Solitary thyroid nodules are quite common, with a prevalence of 4%–7% in the adult population of the United States (1). The incidence of differentiated thyroid cancer, however, is only 40 cases per million per year (2). The major diagnostic challenge in the work-up of the large number of patients with thyroid nodules is to select for surgery only those patients with malignant nodules.
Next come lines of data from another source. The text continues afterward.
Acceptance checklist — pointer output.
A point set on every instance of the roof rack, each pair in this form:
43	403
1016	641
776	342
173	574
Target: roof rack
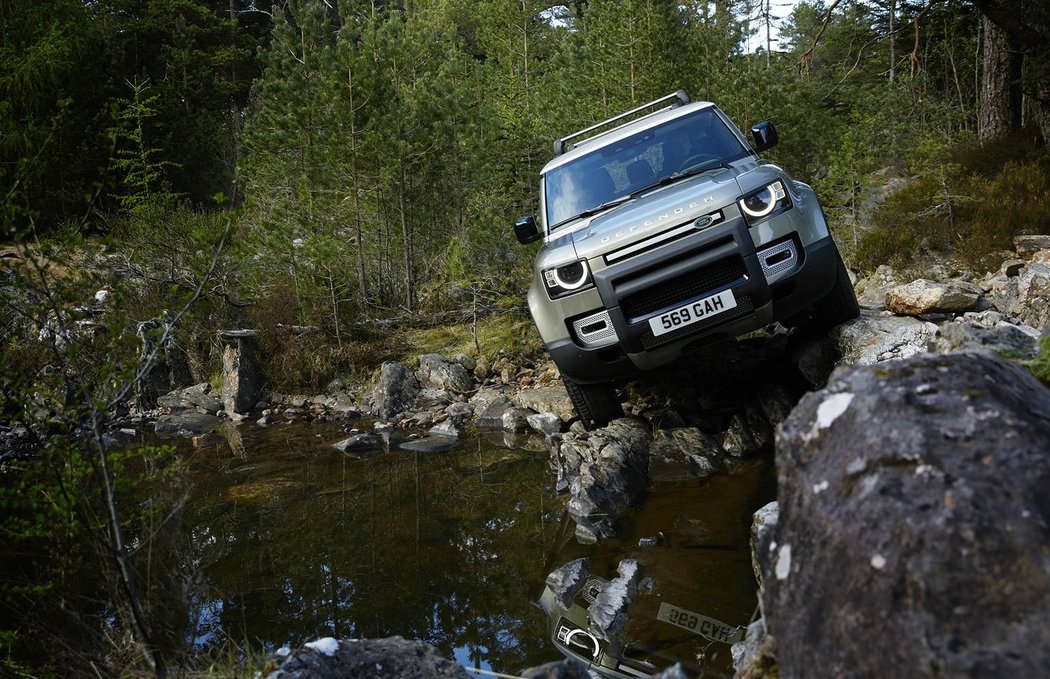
562	145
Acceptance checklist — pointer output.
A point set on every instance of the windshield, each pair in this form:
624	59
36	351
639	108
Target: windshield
637	162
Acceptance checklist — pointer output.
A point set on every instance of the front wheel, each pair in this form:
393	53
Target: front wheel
595	404
838	305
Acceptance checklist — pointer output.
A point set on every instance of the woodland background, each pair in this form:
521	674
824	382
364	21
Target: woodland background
376	153
333	172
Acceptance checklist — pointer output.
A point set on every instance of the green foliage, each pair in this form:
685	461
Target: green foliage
1041	364
952	208
137	157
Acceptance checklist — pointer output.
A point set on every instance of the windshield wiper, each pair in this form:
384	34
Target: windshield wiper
677	176
591	211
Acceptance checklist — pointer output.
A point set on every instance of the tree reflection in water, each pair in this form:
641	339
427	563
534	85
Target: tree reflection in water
293	540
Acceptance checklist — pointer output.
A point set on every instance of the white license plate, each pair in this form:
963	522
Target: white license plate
701	624
693	312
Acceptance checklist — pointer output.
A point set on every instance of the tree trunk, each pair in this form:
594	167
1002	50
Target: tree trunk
1000	112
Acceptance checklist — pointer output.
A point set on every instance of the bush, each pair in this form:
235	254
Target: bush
956	209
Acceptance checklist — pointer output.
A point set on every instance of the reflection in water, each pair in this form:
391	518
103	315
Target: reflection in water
289	539
676	586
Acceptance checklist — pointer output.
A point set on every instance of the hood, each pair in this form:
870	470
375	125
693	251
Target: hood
655	212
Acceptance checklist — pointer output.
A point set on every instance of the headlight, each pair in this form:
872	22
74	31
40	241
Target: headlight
567	279
763	203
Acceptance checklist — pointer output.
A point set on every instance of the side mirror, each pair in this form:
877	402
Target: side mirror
526	231
764	134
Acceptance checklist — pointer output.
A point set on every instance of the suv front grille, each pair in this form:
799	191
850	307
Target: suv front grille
743	306
679	290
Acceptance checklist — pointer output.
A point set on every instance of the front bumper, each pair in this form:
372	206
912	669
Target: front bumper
723	257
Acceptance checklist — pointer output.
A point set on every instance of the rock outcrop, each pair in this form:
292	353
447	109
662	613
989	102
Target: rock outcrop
395	391
912	524
604	472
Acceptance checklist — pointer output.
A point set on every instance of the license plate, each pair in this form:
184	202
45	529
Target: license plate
701	624
693	313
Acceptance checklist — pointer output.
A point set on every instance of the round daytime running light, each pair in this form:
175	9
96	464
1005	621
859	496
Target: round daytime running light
571	276
761	204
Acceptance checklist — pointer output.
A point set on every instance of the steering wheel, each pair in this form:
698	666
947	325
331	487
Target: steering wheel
693	161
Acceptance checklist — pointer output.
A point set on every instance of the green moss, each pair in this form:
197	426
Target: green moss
1041	364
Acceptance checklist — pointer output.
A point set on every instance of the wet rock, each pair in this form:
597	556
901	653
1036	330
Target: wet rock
872	291
387	437
776	402
974	333
685	452
1033	292
467	362
446	428
608	613
436	372
816	359
755	656
431	399
664	418
1003	293
749	432
928	297
604	471
547	399
559	670
516	420
1029	245
545	423
242	373
485	397
491	416
342	404
395	391
394	657
762	522
431	444
196	396
914	492
567	580
1011	268
357	443
185	424
459	411
868	340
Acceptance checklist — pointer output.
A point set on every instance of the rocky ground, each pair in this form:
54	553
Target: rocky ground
915	430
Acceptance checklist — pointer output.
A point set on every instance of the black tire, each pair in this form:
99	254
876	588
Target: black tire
595	404
840	304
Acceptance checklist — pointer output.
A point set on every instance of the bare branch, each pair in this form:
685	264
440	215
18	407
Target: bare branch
803	63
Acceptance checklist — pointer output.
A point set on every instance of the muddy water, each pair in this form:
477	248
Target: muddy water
289	539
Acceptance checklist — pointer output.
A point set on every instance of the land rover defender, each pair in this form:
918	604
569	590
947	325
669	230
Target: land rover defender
663	230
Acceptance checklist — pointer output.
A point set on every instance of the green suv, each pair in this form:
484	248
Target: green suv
663	230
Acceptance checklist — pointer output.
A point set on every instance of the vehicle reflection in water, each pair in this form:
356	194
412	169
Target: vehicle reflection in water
676	586
286	539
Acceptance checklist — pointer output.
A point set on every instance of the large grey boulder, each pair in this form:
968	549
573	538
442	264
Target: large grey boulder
931	297
1029	245
393	658
547	399
608	612
914	523
604	471
987	331
685	452
436	372
1033	292
395	391
242	370
867	340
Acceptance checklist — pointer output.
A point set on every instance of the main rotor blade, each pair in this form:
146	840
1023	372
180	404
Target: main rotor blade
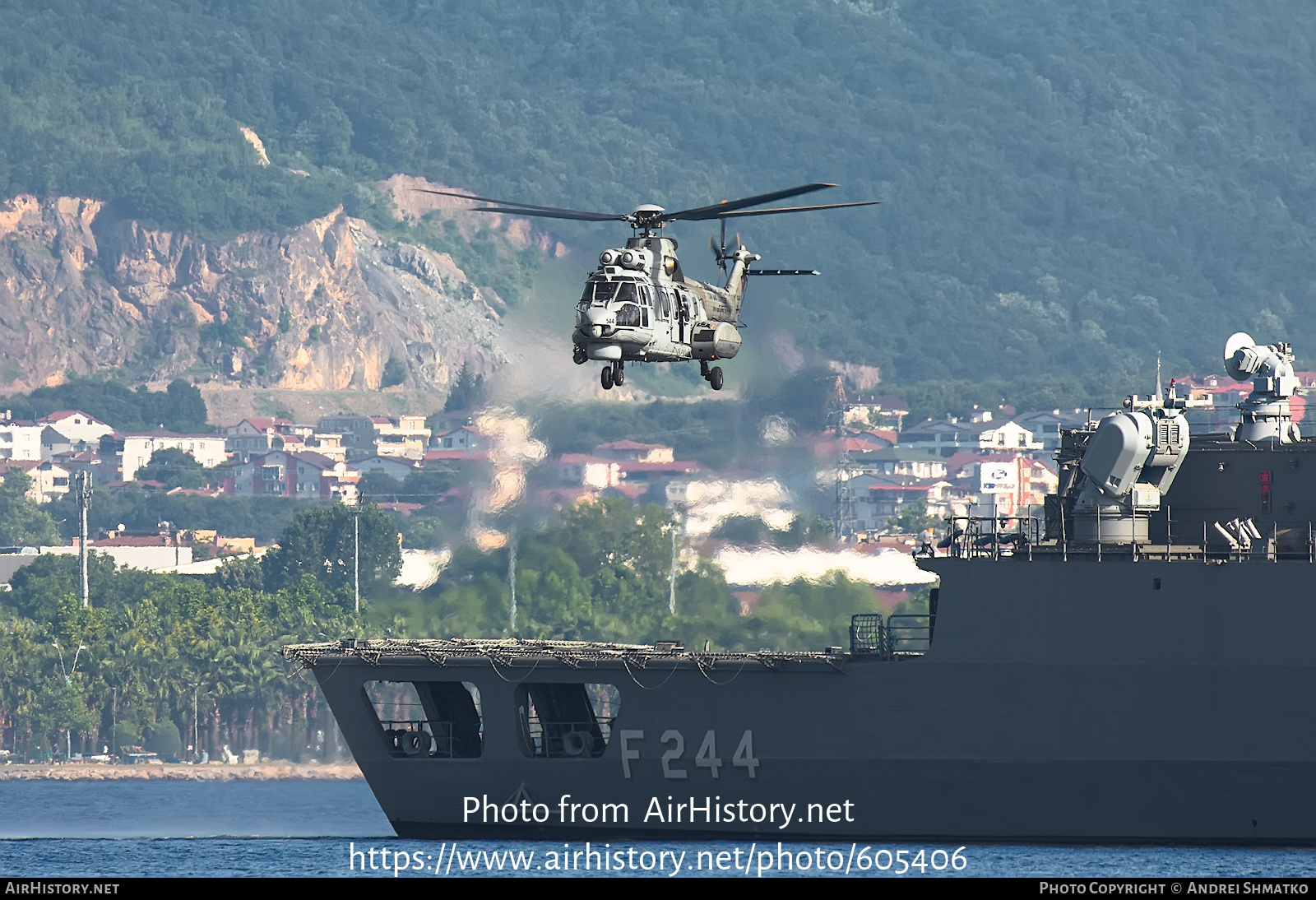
526	206
778	210
712	211
553	213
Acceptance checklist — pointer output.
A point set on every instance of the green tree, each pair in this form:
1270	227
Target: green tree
912	518
467	391
23	522
174	467
322	542
394	374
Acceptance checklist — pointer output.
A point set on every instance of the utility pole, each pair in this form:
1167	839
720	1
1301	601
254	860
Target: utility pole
671	577
355	557
83	503
511	578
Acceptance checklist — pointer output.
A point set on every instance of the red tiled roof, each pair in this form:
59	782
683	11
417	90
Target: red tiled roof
679	466
434	456
132	541
66	414
631	445
586	458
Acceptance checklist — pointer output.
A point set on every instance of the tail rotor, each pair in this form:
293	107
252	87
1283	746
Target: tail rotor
721	249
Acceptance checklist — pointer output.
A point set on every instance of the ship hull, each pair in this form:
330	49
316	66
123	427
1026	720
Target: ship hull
1116	702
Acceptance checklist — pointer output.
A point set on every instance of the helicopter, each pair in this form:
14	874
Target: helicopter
638	305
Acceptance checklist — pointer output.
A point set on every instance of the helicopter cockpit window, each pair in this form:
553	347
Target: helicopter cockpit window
625	294
628	316
598	294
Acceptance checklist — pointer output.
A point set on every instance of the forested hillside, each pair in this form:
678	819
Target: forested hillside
1068	187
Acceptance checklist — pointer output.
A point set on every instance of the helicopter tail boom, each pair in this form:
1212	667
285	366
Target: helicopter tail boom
736	276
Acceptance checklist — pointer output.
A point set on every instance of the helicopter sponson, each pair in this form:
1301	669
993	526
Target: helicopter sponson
638	305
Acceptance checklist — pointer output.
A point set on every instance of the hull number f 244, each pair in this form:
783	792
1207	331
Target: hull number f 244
674	754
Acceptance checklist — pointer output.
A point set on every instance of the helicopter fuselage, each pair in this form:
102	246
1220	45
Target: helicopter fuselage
638	305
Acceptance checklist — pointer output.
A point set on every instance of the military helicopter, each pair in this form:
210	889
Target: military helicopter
638	307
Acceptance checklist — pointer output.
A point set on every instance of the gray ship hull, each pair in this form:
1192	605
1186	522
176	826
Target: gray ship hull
1092	702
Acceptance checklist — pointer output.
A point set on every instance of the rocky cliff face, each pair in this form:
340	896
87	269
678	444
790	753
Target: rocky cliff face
328	307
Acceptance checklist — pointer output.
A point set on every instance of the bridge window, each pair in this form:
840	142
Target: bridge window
429	719
566	720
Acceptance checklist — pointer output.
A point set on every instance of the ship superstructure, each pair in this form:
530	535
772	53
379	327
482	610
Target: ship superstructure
1135	666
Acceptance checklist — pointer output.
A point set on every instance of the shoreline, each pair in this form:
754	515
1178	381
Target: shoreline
270	772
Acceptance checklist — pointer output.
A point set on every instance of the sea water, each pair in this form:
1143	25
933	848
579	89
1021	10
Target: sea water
336	828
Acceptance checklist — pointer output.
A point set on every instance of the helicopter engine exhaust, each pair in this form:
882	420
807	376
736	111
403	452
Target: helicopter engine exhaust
721	341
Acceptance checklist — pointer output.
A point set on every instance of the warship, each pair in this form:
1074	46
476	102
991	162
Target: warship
1135	665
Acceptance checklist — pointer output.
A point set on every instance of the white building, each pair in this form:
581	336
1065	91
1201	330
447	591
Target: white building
207	449
20	440
49	480
76	425
405	436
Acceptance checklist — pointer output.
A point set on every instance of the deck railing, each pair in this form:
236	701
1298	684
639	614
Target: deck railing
892	637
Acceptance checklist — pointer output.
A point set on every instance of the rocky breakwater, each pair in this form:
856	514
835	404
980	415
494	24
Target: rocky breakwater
331	305
271	772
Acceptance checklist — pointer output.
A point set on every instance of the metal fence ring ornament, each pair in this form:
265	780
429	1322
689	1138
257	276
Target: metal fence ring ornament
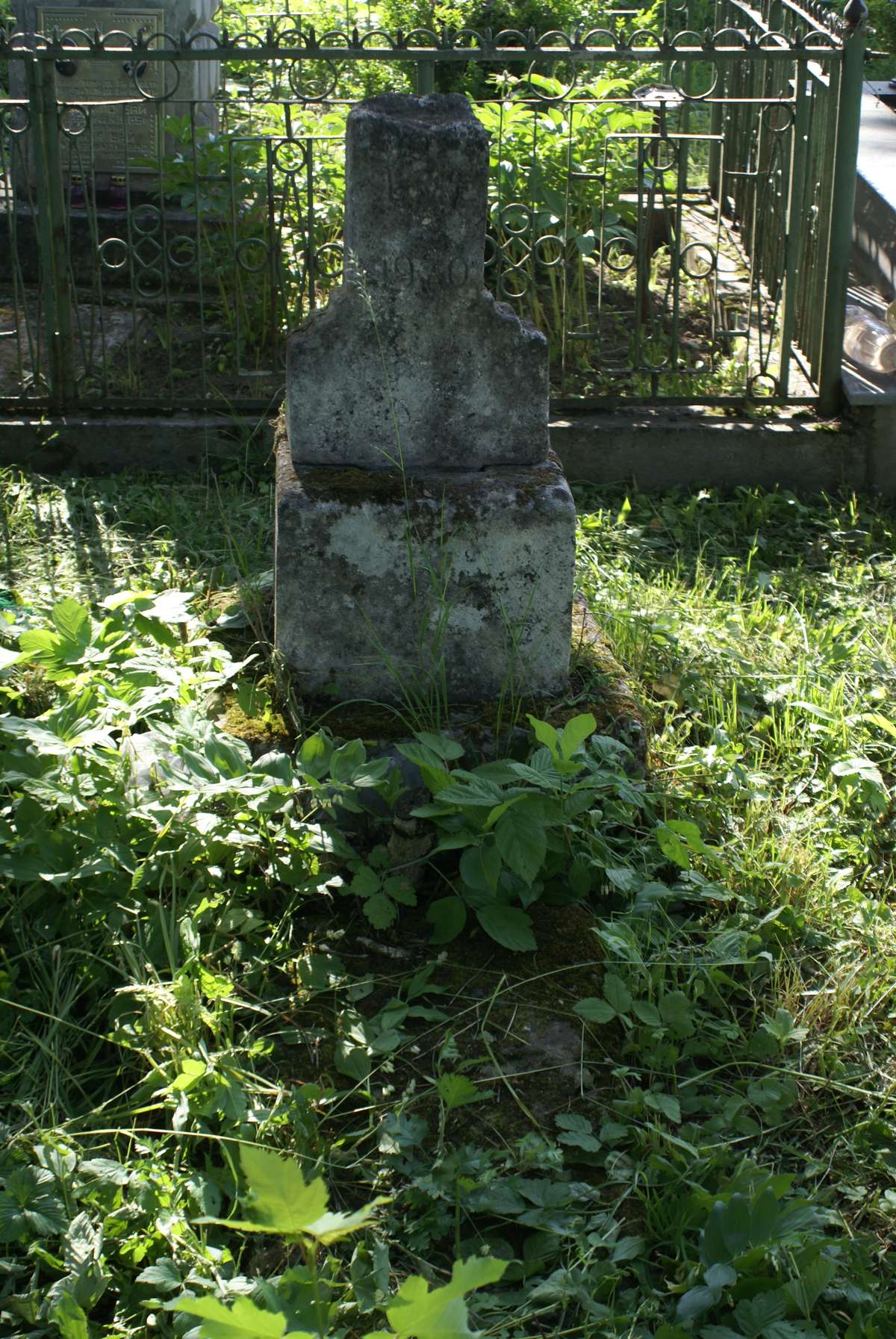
10	114
678	45
214	38
779	111
762	386
567	84
337	39
125	40
106	252
413	45
69	43
505	285
656	354
324	77
548	240
774	40
519	42
631	43
741	42
241	248
376	32
509	213
565	40
291	155
330	260
182	252
694	96
149	282
662	165
168	69
588	39
146	220
615	246
465	39
69	113
690	253
148	252
820	40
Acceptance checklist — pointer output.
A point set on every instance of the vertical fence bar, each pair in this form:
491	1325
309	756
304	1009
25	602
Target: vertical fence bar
843	202
52	234
797	223
425	77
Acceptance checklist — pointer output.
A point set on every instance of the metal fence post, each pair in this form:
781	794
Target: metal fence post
843	202
52	246
425	77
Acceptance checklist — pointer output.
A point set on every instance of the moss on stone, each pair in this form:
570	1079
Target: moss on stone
260	733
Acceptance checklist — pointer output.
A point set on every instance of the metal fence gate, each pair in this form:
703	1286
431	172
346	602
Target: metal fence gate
671	208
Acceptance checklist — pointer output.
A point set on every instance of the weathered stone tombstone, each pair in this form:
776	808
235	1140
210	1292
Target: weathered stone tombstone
114	138
425	536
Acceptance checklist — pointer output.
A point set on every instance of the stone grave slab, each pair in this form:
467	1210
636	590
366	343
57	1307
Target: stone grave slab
469	576
425	538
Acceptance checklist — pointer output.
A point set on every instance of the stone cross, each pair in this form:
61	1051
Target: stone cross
425	536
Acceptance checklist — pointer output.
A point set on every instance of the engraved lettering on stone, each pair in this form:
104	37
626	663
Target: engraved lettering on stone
130	129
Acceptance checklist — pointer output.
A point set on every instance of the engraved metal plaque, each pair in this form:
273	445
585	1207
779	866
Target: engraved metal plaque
122	125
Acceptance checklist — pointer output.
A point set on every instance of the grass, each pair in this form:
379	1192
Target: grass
706	1019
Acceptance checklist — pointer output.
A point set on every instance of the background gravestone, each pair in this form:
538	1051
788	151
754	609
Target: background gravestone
425	538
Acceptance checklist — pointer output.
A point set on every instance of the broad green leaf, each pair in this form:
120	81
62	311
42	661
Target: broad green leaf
721	1276
366	881
695	1302
764	1217
381	911
545	736
243	1320
812	1281
617	992
676	1014
647	1014
595	1010
164	1275
278	1197
523	842
481	866
673	847
735	1224
756	1315
70	1318
467	789
665	1104
458	1090
420	1313
448	918
281	1203
346	759
509	925
71	621
575	734
314	756
441	745
577	1131
714	1248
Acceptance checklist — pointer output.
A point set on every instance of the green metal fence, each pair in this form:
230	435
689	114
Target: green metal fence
671	208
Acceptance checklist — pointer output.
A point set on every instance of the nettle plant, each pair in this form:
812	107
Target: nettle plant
524	829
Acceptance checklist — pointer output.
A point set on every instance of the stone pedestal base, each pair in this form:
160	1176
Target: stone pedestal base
391	588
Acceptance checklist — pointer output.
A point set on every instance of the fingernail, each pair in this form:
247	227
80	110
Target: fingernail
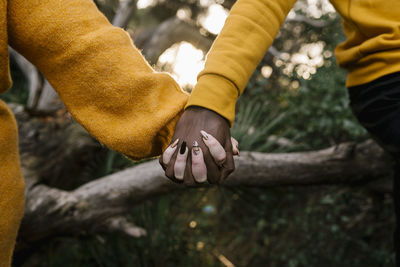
183	148
175	143
204	134
196	148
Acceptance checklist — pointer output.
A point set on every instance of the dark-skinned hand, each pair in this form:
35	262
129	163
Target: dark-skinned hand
201	149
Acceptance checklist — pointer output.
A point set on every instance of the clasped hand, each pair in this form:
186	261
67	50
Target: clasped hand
202	149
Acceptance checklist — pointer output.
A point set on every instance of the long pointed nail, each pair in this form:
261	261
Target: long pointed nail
204	134
173	145
183	148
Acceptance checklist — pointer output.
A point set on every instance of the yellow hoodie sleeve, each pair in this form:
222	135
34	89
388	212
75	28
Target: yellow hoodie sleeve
248	33
103	79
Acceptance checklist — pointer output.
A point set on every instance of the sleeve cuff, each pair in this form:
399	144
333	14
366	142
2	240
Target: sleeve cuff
216	93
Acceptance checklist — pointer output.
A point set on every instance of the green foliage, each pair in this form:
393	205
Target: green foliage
19	91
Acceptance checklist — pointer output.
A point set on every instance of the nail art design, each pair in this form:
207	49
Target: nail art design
196	148
173	145
183	148
204	134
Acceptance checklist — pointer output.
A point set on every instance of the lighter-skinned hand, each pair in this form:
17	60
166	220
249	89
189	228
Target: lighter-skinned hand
202	149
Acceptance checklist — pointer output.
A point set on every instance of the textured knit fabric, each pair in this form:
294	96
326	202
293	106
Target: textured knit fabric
371	50
103	79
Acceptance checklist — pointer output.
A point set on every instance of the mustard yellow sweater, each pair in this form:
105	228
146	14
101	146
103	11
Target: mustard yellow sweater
372	48
103	79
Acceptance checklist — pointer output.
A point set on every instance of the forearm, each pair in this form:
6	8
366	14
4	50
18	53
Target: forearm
103	79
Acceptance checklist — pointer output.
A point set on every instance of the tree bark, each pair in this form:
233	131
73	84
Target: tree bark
51	211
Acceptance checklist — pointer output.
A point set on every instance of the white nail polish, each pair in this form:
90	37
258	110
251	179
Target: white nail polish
204	134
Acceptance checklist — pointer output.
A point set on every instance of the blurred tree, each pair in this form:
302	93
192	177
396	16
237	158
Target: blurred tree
295	101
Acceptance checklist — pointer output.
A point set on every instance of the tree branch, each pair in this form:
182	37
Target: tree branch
51	211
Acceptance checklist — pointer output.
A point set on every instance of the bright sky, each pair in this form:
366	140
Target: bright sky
185	62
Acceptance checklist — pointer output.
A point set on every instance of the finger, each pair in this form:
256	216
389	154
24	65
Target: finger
167	155
180	162
215	148
235	147
228	167
188	180
199	169
213	171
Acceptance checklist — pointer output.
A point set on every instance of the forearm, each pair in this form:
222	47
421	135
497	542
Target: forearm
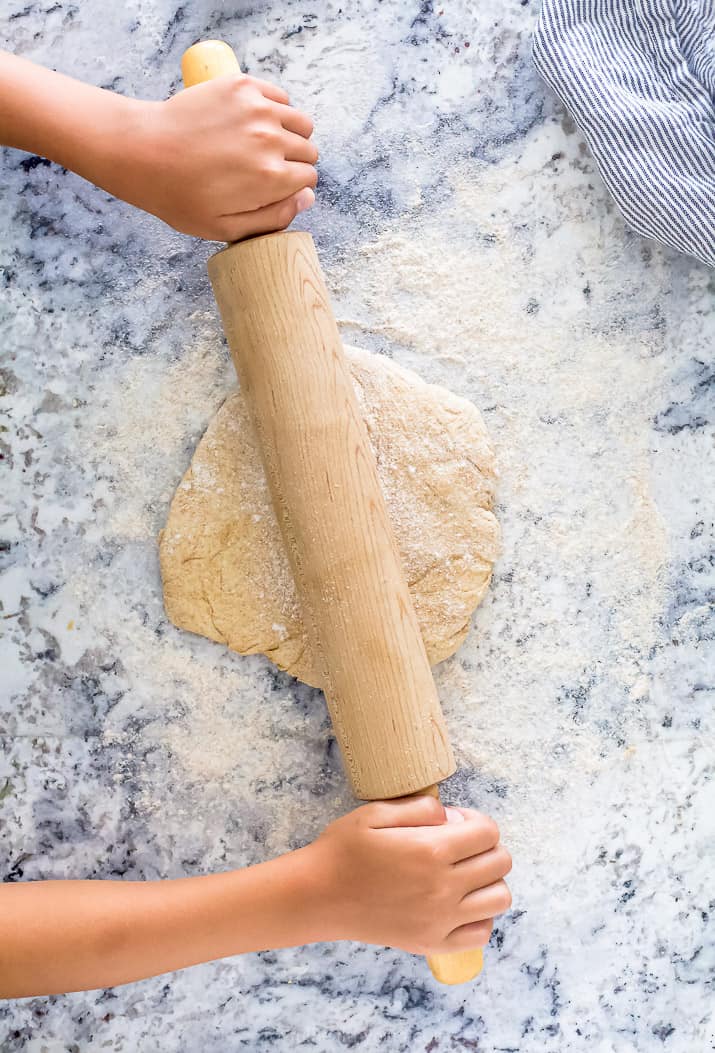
58	936
80	126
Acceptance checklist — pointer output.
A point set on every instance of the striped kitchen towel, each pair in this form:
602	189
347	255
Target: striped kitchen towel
638	77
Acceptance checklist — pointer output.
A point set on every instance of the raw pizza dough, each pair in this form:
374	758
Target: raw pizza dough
224	569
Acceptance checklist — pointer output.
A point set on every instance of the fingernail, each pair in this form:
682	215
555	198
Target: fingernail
454	815
304	199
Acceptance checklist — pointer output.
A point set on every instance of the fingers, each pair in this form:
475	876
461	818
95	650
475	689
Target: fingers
460	840
294	120
298	148
479	910
468	937
273	217
423	811
270	91
487	902
482	870
297	175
Clinical findings that should raise a suspicion of malignancy include rapidly growing nodules, firm or hard nodules, regional lymphadenopathy, and local invasion in the neck (3). Radionuclide scanning is not recommended for routine use, because thyroid scintigraphy does not significantly decrease the number of suggestive nodules (3), and most patients would also undergo fine-needle aspiration biopsy (FNAB) in such a diagnostic algorithm (2). Characteristics revealed by ultrasonography, such as hypoechogenicity, microcalcifications, irregular margins, increased nodular flow on Doppler sonography, and, especially, evidence of invasion or regional lymphadenopathy, are associated with an increased risk of cancer. Sonographic findings, however, cannot reliably distinguish between benign and cancerous lesions (3–5). Thyroid function testing may be helpful in differential diagnosis. Nearly all patients with thyroid cancer are euthyroid (1).
FNAB, preferably guided by ultrasonography, has to be regarded as the key investigation in the initial evaluation of thyroid nodules (6). Patient management decisions and choice of therapy will be based mainly on the cytologic diagnosis. FNAB is safe, easily performed, without major complications, and cost-effective. Although the minimal tumor size detectable by ultrasound-guided FNAB is about 5 mm, it has a high negative predictive value of 98% (7). Patients with nonmalignant cytologic types can therefore be followed safely by sonography, as long as the thyroid nodule size remains constant. FNAB, however, does also have several recognized limitations. FNAB shows inconclusive aspirates in up to 20% of cases (8,9). In patients with cytologic findings characteristic of a follicular or Hürthle cell neoplasm or Hashimoto's thyroiditis, hemithyroidectomy is necessary for a reliable histologic diagnosis (2,10). Although routine FNAB clearly increases the relative number of cancers at operation, still 80%–85% of hemithyroidectomized patients eventually turn out to have benign thyroid disease (2,10). A diagnostic test that decreases the number of surgical procedures for benign nodules could have a significant impact on patient management.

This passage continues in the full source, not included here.